Developers, AI Changed Everything. No, You're Not Doomed
Why the best developers are getting better, not obsolete
There’s an essay making the rounds by Simon Højberg called “The Programmer Identity Crisis.” If you haven’t read it, the core argument resonates with many developers right now: AI is fundamentally disrupting the craft of programming, and for those who identify deeply with that craft, it feels like an existential threat.
I empathize with Simon. His concerns are valid, and his experience is real. For developers who find deep satisfaction in the artisanship of code, the elegance of a well-crafted function and the satisfaction of refactoring toward clarity, AI’s “autocomplete on steroids” approach can feel like vandalism.
If you’re like me, and you came away from that essay feeling more anxious than before, I want to offer an additional lens. Not as a rebuttal to Simon’s perspective, but as an alternative frame that might ease some of the dread you’re carrying.
Yes, This Time Is Different
Simon’s essay expresses a real fear: that AI is collapsing the quality floor in software development. When he describes AI-generated code that “works” but violates basic craft principles, he’s articulating something many of us feel viscerally.
My take is less dire, but let’s be honest about what’s happening. This disruption operates across two dimensions that we need to understand:
Dimension 1: The Scale of Who Can Build
We’ve seen this before. The Stack Overflow era gave us the “copy-paste developer” meme. But even then, you needed baseline knowledge to use Stack Overflow effectively. You needed to know what to search for, evaluate solutions, and integrate the pieces. Stack Overflow offered missing Legos; you still had to build the structure.

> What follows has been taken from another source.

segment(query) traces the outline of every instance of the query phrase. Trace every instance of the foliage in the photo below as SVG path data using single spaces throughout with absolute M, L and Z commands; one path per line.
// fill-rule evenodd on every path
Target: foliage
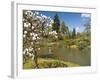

AI collapsed that barrier entirely. It dropped from “understand code syntax” to “describe your problem.” The population operating with complete trust in code they did not write didn’t just grow, it exploded. People with minimal technical understanding are now shipping applications.
Dimension 2: The Risk Awareness Gap
The deeper problem is that many of these new builders don’t understand that a spectrum of rigor has always existed in software development. They’re shipping AI-generated code to production systems handling customer data, financial transactions, and authentication. These are contexts where “mostly works” creates real risk.
This spectrum isn’t new. We’ve always matched our rigor to context. YOLO for weekend projects, architectural discipline for payment systems. What changed is the scale. The barrier to building dropped, but awareness of when different levels of rigor matter didn’t keep pace.
And yet AI is a tide that lifts all boats. It lowered the floor for those operating at high trust, but it also raised the ceiling for developers who understand this spectrum. The leverage available to those who can navigate between approaches and apply the right level of rigor to the right context is genuinely transformative.
The Trust Spectrum We’ve Always Navigated
What’s changed is that AI amplifies both ends. It dramatically expands who can build software (the access end) while simultaneously increasing the potential impact when things go wrong (the risk end). This amplification demands we become more intentional about where we operate on that spectrum at any given moment.